Omics techniques, such as proteomics, contain crucial data for understanding biological processes, but they remain underutilized due to their high dimensionality. Typically, proteomics research focuses narrowly on using a limited number of datasets, hindering cross-study comparisons, a problem that can potentially be addressed by machine learning. Despite this potential, machine learning has seen limited adoption in the field of proteomics. Here, skeletal muscle proteomics datasets from five separate studies were combined. These studies included conditions such as in vitro models (both 2D and 3D), in vivo skeletal muscle tissue, and adjacent tissues such as tendons. The collected data was preprocessed using MaxQuant, and then enriched using a Python script fetching structural and compositional details from UniProt and Ensembl databases.

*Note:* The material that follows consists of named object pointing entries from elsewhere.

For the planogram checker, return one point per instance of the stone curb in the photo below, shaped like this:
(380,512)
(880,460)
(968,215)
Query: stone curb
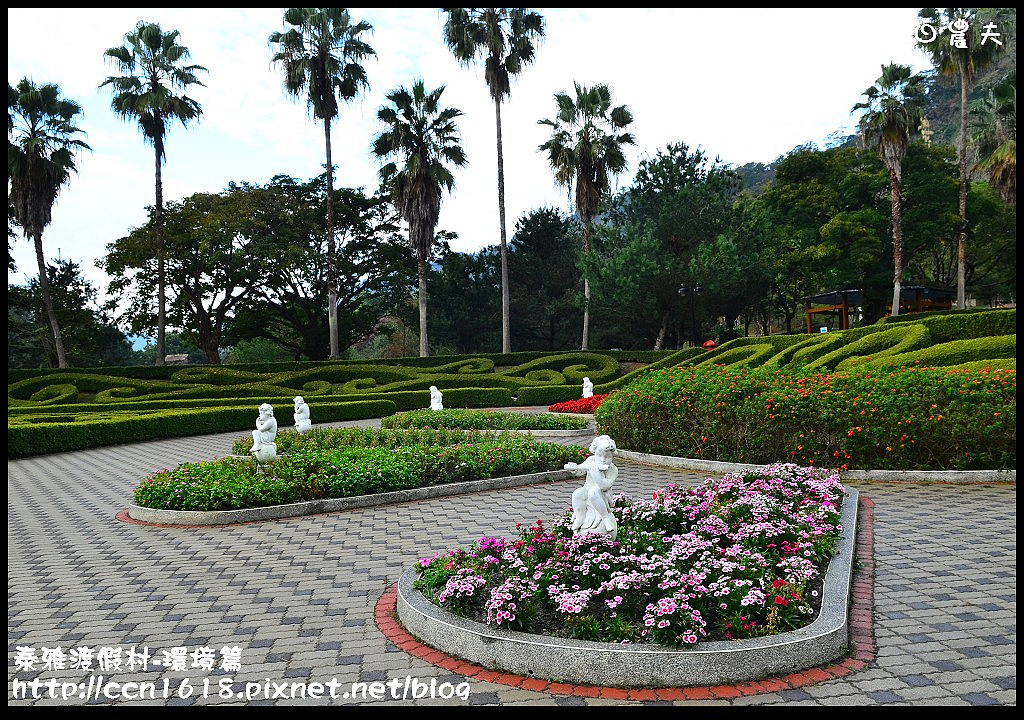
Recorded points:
(951,476)
(313,507)
(559,660)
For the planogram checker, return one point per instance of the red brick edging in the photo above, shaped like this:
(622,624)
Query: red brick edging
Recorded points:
(861,640)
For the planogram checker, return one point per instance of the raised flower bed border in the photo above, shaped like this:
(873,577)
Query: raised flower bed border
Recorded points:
(560,660)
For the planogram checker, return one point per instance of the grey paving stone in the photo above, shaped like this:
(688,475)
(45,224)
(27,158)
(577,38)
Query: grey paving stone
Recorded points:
(298,595)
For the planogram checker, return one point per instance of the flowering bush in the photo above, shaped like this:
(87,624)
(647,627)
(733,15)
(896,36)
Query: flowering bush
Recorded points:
(320,471)
(584,405)
(894,419)
(738,557)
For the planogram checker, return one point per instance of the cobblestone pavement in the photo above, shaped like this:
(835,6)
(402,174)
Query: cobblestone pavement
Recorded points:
(297,596)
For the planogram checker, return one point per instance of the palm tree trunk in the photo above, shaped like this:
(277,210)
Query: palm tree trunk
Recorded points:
(421,271)
(332,269)
(897,240)
(586,293)
(161,280)
(44,285)
(506,327)
(962,229)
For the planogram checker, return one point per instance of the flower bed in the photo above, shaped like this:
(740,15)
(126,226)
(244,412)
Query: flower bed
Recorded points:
(892,419)
(480,420)
(585,406)
(739,557)
(339,471)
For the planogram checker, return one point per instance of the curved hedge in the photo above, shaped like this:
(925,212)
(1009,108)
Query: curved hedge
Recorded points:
(899,419)
(28,437)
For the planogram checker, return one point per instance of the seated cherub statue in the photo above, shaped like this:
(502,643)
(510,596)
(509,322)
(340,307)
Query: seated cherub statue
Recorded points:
(588,388)
(265,434)
(435,398)
(592,504)
(302,421)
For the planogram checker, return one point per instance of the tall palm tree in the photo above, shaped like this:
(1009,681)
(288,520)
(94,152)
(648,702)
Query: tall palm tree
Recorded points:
(892,113)
(321,54)
(586,145)
(962,56)
(419,141)
(151,91)
(504,38)
(41,146)
(993,131)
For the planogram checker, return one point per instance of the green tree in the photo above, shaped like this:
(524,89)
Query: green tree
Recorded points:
(993,131)
(90,338)
(892,114)
(41,147)
(372,261)
(465,313)
(649,239)
(422,138)
(504,38)
(321,54)
(151,91)
(955,40)
(586,145)
(543,260)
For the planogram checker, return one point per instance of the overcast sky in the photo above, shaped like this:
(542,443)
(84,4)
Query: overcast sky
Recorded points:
(747,85)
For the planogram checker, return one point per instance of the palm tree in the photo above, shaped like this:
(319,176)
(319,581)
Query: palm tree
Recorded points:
(993,131)
(586,144)
(321,54)
(958,47)
(422,137)
(893,112)
(153,73)
(41,146)
(504,38)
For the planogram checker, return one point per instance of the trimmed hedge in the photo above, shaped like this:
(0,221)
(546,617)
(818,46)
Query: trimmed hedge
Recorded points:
(29,438)
(956,352)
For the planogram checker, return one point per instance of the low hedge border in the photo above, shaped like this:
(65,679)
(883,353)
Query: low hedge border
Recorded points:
(42,438)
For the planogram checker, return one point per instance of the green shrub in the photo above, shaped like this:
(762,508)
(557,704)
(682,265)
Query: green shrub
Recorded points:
(235,483)
(481,420)
(26,439)
(900,419)
(886,342)
(949,353)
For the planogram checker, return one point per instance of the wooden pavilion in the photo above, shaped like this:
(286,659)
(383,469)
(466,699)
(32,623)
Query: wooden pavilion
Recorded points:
(913,298)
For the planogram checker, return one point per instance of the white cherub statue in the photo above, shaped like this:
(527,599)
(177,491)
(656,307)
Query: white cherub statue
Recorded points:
(302,421)
(435,398)
(265,434)
(588,388)
(592,504)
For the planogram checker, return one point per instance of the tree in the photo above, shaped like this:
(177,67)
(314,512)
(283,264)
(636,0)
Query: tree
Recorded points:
(960,44)
(211,265)
(321,54)
(892,114)
(464,307)
(504,38)
(586,145)
(543,260)
(41,147)
(423,138)
(152,64)
(90,338)
(372,261)
(993,130)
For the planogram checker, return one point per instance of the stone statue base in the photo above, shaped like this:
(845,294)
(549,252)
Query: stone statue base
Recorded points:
(265,453)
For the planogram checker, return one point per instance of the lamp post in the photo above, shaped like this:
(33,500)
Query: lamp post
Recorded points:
(689,291)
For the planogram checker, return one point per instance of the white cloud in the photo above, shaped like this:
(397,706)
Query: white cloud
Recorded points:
(743,84)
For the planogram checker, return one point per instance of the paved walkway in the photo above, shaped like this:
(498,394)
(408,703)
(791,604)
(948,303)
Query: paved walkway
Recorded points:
(297,596)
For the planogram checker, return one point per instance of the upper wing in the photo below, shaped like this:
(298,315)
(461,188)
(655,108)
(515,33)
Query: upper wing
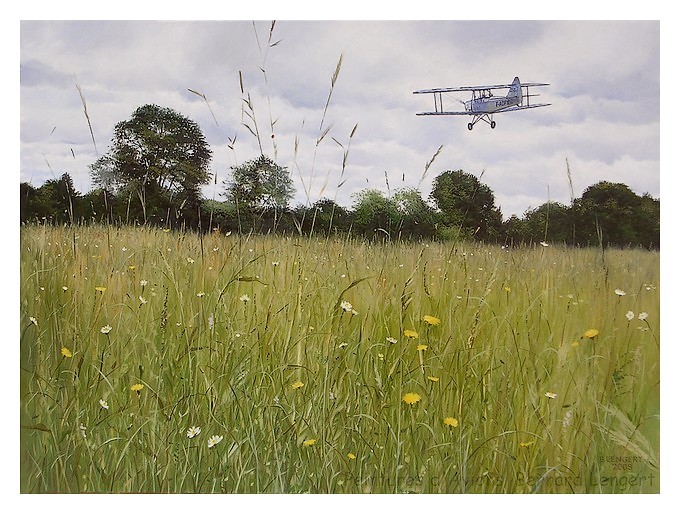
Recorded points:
(445,113)
(462,88)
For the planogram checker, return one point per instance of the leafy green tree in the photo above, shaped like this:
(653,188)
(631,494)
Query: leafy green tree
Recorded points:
(418,218)
(607,213)
(161,158)
(551,221)
(649,222)
(260,184)
(324,217)
(57,200)
(468,204)
(375,214)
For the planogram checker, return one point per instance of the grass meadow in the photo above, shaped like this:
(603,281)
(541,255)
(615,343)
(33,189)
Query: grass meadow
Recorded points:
(168,362)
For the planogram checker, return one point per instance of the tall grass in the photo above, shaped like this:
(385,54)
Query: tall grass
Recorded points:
(219,329)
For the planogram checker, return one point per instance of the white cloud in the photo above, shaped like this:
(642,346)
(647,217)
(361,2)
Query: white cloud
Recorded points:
(604,89)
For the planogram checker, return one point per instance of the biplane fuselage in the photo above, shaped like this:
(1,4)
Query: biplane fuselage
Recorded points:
(490,104)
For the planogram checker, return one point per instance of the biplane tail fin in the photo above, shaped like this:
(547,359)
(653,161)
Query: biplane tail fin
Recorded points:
(515,89)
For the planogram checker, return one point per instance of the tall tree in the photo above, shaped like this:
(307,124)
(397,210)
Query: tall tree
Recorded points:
(158,156)
(468,204)
(375,214)
(260,184)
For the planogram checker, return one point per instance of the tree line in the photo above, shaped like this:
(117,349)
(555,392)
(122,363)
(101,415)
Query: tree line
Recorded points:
(159,159)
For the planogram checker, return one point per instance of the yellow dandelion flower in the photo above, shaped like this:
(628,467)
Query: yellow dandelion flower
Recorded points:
(451,422)
(411,398)
(136,387)
(431,320)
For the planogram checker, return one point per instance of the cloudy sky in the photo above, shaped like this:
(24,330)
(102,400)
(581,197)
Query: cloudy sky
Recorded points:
(604,89)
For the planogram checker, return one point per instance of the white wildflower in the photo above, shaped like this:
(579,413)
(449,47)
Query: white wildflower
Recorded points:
(213,440)
(193,432)
(346,306)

This was used to handle high-dimensional and sparsely labeled dataset by breaking it down into five smaller categories using cellular composition information and then training a Random Forest model for each category separately. Using biological context for interpreting the data resulted in improved model performance and made tailored analysis possible by reducing the dimensionality and increasing signal-to-noise ratio as well as only preserving biologically relevant features in each category. This integration of domain knowledge into data analysis and model training facilitated the discovery of new patterns while ensuring the retention of critical details, often overlooked when blind feature selection methods are used to exclude proteins with minimal expressions or variances. This approach was shown to be suitable for performing diverse analyses on individual as well as combined datasets within a broader biological context, ultimately leading to the identification of biologically relevant patterns. Besides from generating new biological insights, this approach can be used to perform tasks such as biomarker discovery, cluster analysis, classification, and anomaly detection more accurately, but incorporation of more datasets is needed to further expand the computational capabilities of such models in clinical settings.
(© 2024 The Authors.)

The authors declare no conflict of interest. All expenses are covered by the authors’ institution, Evolved.Bio.